Há anos atrás, a terceirização surgiu no setor florestal como alternativa para manter a competitividade da silvicultura brasileira. Discurso daqui e dali, mas na verdade o que se desejava é reduzir custos! Com o fim dos incentivos fiscais, a empresa florestal foi perdendo o brilho e, com os estoques em alta, a atividade florestal perdeu espaço na mesa de decisões. Daí, para cortes, mudanças, reduções, foi um tiro! E a terceirização apareceu, no momento exato, para justificar dispensas, mudanças e diminuição de custos.

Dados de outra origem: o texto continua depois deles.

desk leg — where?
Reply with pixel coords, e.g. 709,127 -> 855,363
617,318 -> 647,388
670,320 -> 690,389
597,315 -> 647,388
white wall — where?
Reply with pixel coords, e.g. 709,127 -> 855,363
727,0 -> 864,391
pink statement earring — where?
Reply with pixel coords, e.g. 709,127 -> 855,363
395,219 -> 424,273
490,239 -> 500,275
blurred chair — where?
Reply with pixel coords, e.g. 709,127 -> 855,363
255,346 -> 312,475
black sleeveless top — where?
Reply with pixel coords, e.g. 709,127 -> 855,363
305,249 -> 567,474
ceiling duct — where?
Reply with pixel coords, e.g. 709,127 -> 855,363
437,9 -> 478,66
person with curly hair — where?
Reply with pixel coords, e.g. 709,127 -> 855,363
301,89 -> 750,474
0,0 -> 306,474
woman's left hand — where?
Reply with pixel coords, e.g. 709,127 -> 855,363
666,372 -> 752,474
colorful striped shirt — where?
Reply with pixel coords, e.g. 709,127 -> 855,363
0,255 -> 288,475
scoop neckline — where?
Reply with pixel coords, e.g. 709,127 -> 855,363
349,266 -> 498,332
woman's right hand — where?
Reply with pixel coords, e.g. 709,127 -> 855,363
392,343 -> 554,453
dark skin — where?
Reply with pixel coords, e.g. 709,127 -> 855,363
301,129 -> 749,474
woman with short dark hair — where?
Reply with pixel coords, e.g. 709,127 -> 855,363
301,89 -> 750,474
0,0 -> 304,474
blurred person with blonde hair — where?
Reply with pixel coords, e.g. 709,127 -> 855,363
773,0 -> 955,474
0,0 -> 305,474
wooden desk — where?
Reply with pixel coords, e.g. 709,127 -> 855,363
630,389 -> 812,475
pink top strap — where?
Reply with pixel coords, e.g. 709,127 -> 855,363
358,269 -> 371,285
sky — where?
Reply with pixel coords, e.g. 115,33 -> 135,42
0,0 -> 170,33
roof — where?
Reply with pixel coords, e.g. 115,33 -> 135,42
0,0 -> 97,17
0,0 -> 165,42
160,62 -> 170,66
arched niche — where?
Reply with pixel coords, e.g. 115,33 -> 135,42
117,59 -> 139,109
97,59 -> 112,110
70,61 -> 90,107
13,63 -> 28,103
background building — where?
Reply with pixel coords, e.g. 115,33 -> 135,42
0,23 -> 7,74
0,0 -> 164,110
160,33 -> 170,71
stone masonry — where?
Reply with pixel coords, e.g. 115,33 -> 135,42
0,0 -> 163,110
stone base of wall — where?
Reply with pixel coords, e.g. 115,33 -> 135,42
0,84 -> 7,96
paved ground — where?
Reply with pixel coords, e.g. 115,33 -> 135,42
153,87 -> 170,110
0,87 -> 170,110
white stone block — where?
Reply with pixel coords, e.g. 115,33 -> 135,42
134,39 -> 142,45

A justificativa era concentrar força na atividade fim e a terceirização cresceu! A enxugada inicial foi surpreendente e a moda pegou! Em pouco tempo, a estrutura de serviços do setor florestal era, praticamente, só de terceiros! Daí, muitos dizerem que “a silvicultura brasileira é o melhor exemplo de atividade de longo prazo, em que tudo precisa acontecer ontem”.
E os desdobramentos inconvenientes foram inevitáveis! Muitas empresas, baixo nível de profissionalização, contratos leoninos, promessas não cumpridas, economia disso e daquilo e não tardou para que a produtividade das florestas mostrasse “sinais de fadiga”: novos ajustes e os questionamentos inevitáveis brotaram de todos os lados! E ficou a dúvida: volta a primarização ou a terceirização se profissionaliza? O dia-a-dia tem mostrado resultados interessantes de um lado e de outro. Com custos bem semelhantes, a grande preocupação passou a ser o domínio da tecnologia, com alto nível de profissionalização e comprometimento com bons resultados.
Há inúmeros exemplos de sucesso, com florestas de alta produtividade, gestão completa do processo produtivo e plena integração às responsabilidades e estratégias de suprimento da contratante. Nessa nova postura, a competitividade fica perfeitamente alinhada. Esse terceiro reinventado, fica com “cara” de parceiro, de verdade!